1 of 2 people found the following review helpful:
5.0 out of 5 stars
First-hand analysis & memoir from Derry, 19 July 2005
By John L Murphy "Fionnchú" - Published on Amazon.com
This review is from: Ulster's White Negroes: From Civil Rights to Insurrection (Paperback)
Much has been written from the Belfast perspective on the Irish struggle and the Loyalist counter-actions over the past forty years. Far less emerged from Derry; this and Eamonn McCann's "War and an Irish Town" are the two basic first-person accounts, supplemented by Peggy Deery, an "as told to" book by Nell McCafferty, and Niall O Dochartaigh's more academic study of Derry's role in the rise of the civil rights movement and the insurrection following.
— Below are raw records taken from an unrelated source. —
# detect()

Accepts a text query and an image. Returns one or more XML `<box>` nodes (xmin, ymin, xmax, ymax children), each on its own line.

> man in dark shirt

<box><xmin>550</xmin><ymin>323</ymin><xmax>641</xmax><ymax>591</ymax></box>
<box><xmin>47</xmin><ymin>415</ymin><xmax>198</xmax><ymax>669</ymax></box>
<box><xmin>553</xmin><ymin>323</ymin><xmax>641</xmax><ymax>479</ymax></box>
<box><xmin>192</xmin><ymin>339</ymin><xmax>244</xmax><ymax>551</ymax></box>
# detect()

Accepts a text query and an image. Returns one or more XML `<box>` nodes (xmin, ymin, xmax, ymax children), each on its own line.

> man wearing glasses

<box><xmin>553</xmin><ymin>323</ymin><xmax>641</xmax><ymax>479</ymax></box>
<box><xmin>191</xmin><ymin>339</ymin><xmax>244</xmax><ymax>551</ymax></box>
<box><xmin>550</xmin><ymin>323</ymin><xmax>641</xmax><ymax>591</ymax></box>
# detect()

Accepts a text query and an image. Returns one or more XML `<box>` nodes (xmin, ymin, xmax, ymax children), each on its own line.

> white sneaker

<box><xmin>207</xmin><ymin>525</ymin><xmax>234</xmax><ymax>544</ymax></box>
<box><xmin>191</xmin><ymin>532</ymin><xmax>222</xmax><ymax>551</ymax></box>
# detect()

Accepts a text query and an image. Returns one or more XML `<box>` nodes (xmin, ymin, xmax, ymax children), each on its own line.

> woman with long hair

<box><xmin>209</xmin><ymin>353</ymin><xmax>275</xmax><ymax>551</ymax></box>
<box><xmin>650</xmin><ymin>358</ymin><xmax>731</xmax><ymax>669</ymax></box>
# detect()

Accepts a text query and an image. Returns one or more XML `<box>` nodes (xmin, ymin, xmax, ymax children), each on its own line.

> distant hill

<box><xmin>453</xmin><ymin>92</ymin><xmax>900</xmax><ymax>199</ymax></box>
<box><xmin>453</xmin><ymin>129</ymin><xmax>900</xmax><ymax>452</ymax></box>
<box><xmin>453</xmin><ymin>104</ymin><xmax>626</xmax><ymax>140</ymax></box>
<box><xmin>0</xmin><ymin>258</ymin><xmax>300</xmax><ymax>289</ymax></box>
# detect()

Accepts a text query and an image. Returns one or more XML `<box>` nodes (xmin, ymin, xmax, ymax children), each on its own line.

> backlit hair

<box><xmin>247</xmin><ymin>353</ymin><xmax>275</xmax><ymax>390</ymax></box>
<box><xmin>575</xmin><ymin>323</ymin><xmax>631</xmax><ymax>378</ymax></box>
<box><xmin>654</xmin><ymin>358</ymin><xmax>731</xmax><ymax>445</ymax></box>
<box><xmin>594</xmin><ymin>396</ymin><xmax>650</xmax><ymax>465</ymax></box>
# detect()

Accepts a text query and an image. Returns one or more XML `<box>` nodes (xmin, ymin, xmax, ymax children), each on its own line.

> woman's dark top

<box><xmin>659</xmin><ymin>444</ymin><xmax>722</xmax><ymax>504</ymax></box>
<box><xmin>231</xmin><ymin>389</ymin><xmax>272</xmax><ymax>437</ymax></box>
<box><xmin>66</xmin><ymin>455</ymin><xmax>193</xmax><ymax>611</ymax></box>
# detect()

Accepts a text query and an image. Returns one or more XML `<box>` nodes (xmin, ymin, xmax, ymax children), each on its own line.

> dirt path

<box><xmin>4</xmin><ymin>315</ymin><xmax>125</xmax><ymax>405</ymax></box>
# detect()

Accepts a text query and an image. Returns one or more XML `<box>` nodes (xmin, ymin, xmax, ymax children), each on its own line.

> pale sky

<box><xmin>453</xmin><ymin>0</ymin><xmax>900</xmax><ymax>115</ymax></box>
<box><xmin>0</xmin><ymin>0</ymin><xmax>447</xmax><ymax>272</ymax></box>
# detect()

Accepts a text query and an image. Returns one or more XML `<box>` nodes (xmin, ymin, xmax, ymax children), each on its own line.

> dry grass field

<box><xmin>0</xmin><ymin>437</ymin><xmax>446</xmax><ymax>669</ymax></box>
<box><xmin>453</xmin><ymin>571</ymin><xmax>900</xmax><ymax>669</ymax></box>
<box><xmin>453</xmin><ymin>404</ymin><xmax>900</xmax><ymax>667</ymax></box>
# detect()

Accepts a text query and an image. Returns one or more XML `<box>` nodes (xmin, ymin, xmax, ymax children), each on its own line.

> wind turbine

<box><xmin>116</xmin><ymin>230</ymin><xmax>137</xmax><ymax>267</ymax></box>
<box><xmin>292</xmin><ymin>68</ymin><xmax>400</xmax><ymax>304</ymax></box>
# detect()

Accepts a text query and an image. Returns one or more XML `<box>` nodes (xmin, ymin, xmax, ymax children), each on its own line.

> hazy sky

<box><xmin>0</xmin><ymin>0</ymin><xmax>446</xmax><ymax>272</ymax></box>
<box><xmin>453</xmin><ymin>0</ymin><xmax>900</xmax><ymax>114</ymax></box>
I stress the importance of Fionnbarra O Dochartaigh (who you might find in the histories by related spellings/anglicizations) as an example of the generation, also shown by such regional figures as Seamus Heaney, John Hume, and Martin McGuinness, as part of the post-WWII generation who took the Irish cause forward in various cultural, political, or activist choices made for those who sought to further the tiny gains begun by those who refused the gerrymandering and blatant discrimination foisted by the Unionists upon the city.
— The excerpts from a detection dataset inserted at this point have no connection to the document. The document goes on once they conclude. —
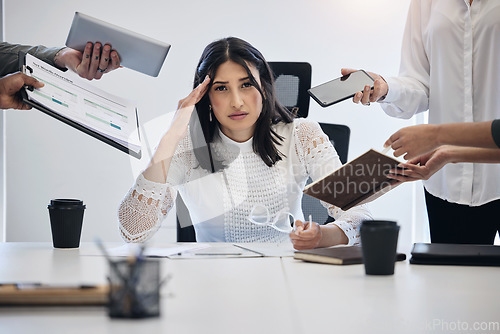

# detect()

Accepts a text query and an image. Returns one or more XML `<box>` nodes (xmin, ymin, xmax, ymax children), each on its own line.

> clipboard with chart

<box><xmin>19</xmin><ymin>53</ymin><xmax>141</xmax><ymax>159</ymax></box>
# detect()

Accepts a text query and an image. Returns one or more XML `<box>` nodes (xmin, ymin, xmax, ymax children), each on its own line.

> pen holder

<box><xmin>108</xmin><ymin>259</ymin><xmax>160</xmax><ymax>318</ymax></box>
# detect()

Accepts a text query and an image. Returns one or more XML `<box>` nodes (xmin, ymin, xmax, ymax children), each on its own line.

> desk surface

<box><xmin>0</xmin><ymin>243</ymin><xmax>500</xmax><ymax>334</ymax></box>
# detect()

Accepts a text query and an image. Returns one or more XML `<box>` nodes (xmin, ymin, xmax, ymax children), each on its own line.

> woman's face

<box><xmin>208</xmin><ymin>60</ymin><xmax>262</xmax><ymax>142</ymax></box>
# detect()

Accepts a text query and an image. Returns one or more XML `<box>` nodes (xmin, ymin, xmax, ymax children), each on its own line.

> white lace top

<box><xmin>118</xmin><ymin>118</ymin><xmax>371</xmax><ymax>244</ymax></box>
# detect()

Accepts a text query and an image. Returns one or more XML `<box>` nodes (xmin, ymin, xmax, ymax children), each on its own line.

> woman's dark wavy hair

<box><xmin>193</xmin><ymin>37</ymin><xmax>294</xmax><ymax>169</ymax></box>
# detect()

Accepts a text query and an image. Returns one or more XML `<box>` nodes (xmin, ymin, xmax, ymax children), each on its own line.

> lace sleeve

<box><xmin>118</xmin><ymin>174</ymin><xmax>176</xmax><ymax>242</ymax></box>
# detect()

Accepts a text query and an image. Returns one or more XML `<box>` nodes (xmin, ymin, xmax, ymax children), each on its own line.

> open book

<box><xmin>19</xmin><ymin>54</ymin><xmax>141</xmax><ymax>159</ymax></box>
<box><xmin>304</xmin><ymin>149</ymin><xmax>400</xmax><ymax>211</ymax></box>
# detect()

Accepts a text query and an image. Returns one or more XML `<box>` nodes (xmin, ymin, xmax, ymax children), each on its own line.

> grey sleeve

<box><xmin>0</xmin><ymin>42</ymin><xmax>62</xmax><ymax>77</ymax></box>
<box><xmin>491</xmin><ymin>119</ymin><xmax>500</xmax><ymax>147</ymax></box>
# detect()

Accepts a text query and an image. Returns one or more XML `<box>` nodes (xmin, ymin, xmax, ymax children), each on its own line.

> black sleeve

<box><xmin>0</xmin><ymin>42</ymin><xmax>62</xmax><ymax>77</ymax></box>
<box><xmin>491</xmin><ymin>119</ymin><xmax>500</xmax><ymax>148</ymax></box>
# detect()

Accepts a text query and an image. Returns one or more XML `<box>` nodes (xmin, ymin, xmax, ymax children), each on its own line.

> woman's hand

<box><xmin>384</xmin><ymin>124</ymin><xmax>440</xmax><ymax>160</ymax></box>
<box><xmin>387</xmin><ymin>146</ymin><xmax>454</xmax><ymax>182</ymax></box>
<box><xmin>143</xmin><ymin>76</ymin><xmax>210</xmax><ymax>183</ymax></box>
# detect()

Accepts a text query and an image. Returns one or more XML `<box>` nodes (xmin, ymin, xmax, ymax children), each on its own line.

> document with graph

<box><xmin>20</xmin><ymin>54</ymin><xmax>141</xmax><ymax>159</ymax></box>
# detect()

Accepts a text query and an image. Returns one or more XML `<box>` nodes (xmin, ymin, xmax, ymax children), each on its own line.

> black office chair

<box><xmin>268</xmin><ymin>61</ymin><xmax>312</xmax><ymax>118</ymax></box>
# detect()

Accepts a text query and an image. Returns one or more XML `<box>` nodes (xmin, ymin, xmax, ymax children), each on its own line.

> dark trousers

<box><xmin>425</xmin><ymin>190</ymin><xmax>500</xmax><ymax>245</ymax></box>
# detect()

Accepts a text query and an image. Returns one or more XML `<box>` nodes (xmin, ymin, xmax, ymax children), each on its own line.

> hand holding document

<box><xmin>23</xmin><ymin>54</ymin><xmax>141</xmax><ymax>158</ymax></box>
<box><xmin>304</xmin><ymin>149</ymin><xmax>400</xmax><ymax>211</ymax></box>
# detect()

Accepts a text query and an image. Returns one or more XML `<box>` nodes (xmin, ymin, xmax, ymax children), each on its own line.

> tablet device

<box><xmin>66</xmin><ymin>12</ymin><xmax>170</xmax><ymax>77</ymax></box>
<box><xmin>307</xmin><ymin>70</ymin><xmax>374</xmax><ymax>108</ymax></box>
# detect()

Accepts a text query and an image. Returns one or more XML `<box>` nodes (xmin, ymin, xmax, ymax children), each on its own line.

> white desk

<box><xmin>0</xmin><ymin>243</ymin><xmax>500</xmax><ymax>334</ymax></box>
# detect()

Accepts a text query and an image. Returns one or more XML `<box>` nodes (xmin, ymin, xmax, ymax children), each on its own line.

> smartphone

<box><xmin>307</xmin><ymin>70</ymin><xmax>375</xmax><ymax>108</ymax></box>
O Dochartaigh's story moves between the personal and the political, NICRA and the various factions that campaigned for a peaceful progression into freedom and were only pushed towards, among some of them, more aggressive agitation after the marches had been suppressed. Although I wish he had taken his account further into the present regarding his own on-going grassroots organizing, he provides a solid context for a part of north eastern Ireland that unfortunately has been long overshadowed by its more populous larger city. Some of his reticence may be due to on-going surveillance brought upon republican activists now.
There's welcome touches of sly humor, which enliven this rather thin, unfortunately, but essential reading for finding out more about how the city on the Foyle fared in the earlier stages of the Irish republican movement. The author was one of the first sit-in occupiers in Derry, by the way! A sequel to this narrative would be welcomed by many of us readers.